The deal, if completed, will add to a dozen similar deals signed between China and its partners. China currently has 20 FTAs under deliberation, among which 12 agreements have been signed and implemented already, according to China FTA Network under the Ministry of Commerce.

The China-Australia FTA would be a high-level free trade agreement, under which a majority of import and export goods will be exempted from tariffs, Zhang Jianping, a research fellow with the Academy of Macroeconomic Research under the National Development and Reform Commission, told the Global Times on Wednesday.

The Chinese and Australian economies are quite complementary, with Australia having advantages in mining, agriculture and services and China excelling in manufacturing, Zhang said.

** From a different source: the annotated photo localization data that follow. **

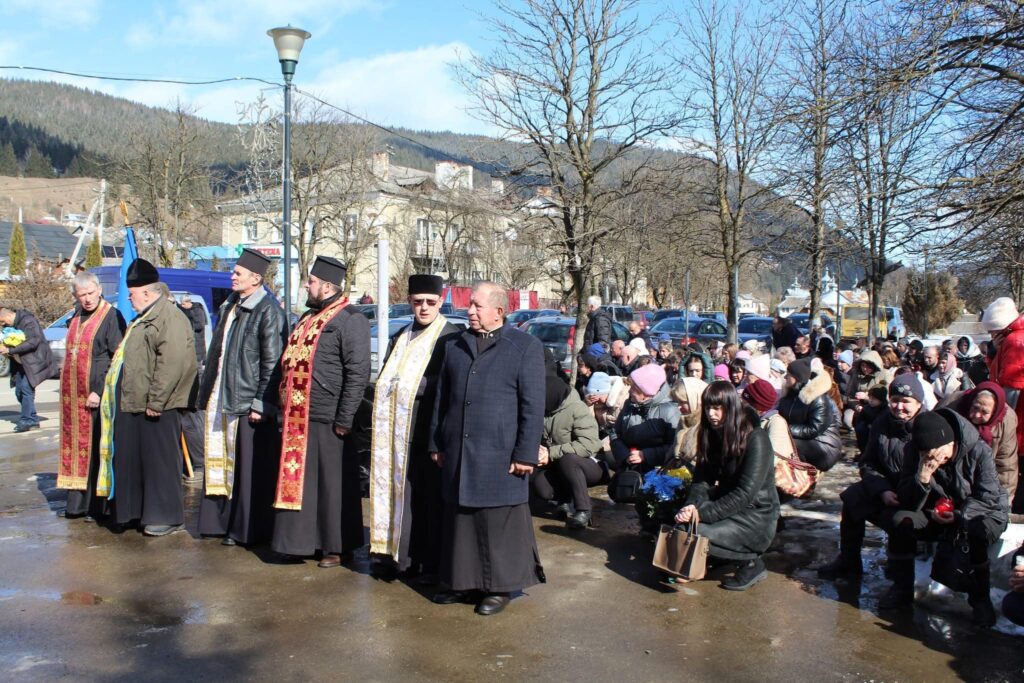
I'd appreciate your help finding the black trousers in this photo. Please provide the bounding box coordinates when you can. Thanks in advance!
[272,422,364,556]
[197,417,278,545]
[531,455,607,511]
[111,409,184,526]
[888,510,1004,564]
[836,482,900,561]
[65,411,109,518]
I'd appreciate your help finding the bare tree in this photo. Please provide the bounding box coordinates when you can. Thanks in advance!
[111,101,219,266]
[237,95,386,292]
[779,0,849,324]
[673,0,790,341]
[456,0,681,379]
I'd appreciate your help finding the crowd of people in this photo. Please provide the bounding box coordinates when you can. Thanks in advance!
[3,262,1024,624]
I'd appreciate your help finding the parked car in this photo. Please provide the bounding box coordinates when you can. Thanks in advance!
[387,302,456,318]
[697,311,727,326]
[633,311,654,326]
[737,316,774,349]
[351,304,377,321]
[45,292,214,374]
[523,315,630,375]
[649,316,727,348]
[506,308,560,327]
[653,308,685,323]
[787,312,836,338]
[368,315,469,381]
[600,305,635,324]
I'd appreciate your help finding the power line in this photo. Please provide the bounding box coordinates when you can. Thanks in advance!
[0,65,281,88]
[0,179,97,191]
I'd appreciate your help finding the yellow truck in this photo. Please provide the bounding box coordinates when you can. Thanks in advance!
[840,305,888,341]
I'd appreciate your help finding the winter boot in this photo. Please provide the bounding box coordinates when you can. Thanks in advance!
[878,554,915,610]
[721,557,768,591]
[817,514,865,579]
[967,562,997,628]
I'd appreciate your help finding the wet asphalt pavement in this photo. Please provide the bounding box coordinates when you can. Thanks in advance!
[1,382,1023,682]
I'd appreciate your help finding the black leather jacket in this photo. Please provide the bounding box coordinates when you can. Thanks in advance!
[199,288,287,416]
[777,372,843,471]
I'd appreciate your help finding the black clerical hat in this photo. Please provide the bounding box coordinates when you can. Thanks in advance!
[310,256,347,286]
[408,274,444,296]
[237,248,272,276]
[125,258,159,287]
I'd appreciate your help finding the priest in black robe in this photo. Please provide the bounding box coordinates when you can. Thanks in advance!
[429,281,546,616]
[369,274,460,581]
[197,248,287,546]
[271,256,370,567]
[62,272,126,519]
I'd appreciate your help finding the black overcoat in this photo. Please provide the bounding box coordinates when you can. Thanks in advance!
[429,325,545,508]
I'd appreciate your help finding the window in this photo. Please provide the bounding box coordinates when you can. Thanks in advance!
[416,218,431,241]
[244,218,259,242]
[342,214,358,242]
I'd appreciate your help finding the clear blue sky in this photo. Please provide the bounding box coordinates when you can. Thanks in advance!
[0,0,500,132]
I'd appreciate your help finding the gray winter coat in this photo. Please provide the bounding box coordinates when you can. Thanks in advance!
[8,309,57,388]
[609,383,679,472]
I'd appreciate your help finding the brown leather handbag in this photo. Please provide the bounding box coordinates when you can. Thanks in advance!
[653,522,709,581]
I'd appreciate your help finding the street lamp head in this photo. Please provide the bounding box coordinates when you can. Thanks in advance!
[268,26,311,80]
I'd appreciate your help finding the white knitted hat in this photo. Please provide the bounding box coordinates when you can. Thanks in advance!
[982,297,1019,332]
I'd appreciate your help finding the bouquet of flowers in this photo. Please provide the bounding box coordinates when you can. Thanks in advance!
[1,326,26,348]
[635,466,693,533]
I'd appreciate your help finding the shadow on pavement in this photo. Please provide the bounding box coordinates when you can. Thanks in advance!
[33,471,65,514]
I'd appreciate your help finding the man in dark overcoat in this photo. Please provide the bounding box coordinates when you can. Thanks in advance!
[429,281,546,616]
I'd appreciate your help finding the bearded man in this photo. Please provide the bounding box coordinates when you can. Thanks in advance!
[272,256,370,567]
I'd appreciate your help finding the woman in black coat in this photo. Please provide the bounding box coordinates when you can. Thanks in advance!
[777,358,843,471]
[675,381,780,591]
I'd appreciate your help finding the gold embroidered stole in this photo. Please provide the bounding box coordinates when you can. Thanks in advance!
[369,315,448,559]
[273,297,349,510]
[203,303,240,498]
[57,300,112,490]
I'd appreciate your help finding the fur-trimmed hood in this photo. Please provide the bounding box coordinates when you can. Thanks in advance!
[798,358,834,405]
[858,350,885,374]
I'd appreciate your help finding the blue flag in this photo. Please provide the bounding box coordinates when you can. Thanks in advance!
[117,228,139,324]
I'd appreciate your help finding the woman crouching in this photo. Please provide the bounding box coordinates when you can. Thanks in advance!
[674,380,780,591]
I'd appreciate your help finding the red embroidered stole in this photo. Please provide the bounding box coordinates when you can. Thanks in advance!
[57,300,112,490]
[274,297,349,510]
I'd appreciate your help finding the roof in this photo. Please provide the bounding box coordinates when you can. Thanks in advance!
[0,221,79,262]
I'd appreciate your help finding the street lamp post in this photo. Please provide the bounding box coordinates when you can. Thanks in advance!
[268,26,311,318]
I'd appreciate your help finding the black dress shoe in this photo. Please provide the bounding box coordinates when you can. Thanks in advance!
[567,510,591,529]
[475,593,511,616]
[432,590,475,605]
[221,537,237,546]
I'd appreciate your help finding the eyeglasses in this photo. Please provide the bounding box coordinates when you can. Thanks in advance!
[412,298,440,308]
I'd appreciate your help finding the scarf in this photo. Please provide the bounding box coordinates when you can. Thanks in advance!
[57,300,112,490]
[369,314,448,560]
[955,380,1008,446]
[96,303,157,499]
[273,296,349,511]
[203,303,241,498]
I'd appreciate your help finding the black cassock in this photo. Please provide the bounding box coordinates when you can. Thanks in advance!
[197,418,278,545]
[271,421,363,556]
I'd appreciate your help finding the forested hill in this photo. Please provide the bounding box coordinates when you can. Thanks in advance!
[0,79,513,180]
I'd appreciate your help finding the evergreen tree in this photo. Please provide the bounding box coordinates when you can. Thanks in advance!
[8,222,27,276]
[85,234,102,268]
[22,146,55,178]
[0,143,18,176]
[903,270,963,335]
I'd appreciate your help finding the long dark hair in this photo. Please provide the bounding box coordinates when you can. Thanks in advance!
[698,380,756,464]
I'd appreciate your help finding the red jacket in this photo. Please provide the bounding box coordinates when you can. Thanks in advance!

In the first 10 months of this year, the exports and imports between China and Australia reached $115.3 billion, up 3.8 percent year-on-year, customs data showed.

China is Australia's largest trade partner and biggest export market, while Australia is China's largest overseas investment destination, Xinhua News Agency reported in October.

According to the Australian newspaper's report, under the initial agreement of the staged FTA, Australia is willing to agree to extend the threshold of investment made by Chinese State-owned enterprises. But Australia could not agree to China's other major demands such as greater access for Chinese laborers to projects in Australia that Chinese firms have invested in, the report said.

The staged FTA will leave time for the two countries to resolve disputed issues and impose lower tariffs for the majority of goods, and it is a common practice for China and its partners to sign initial FTAs and improve it later, Zhang said.

China has accelerated the pace of FTA negotiations with other economies in recent years, Li Chunding, a research fellow at the Institute of World Economics and Politics at the Chinese Academy of Social Sciences, told the Global Times on Wednesday.

On Monday, China and South Korea concluded negotiations on a FTA which covered 17 fields including e-commerce.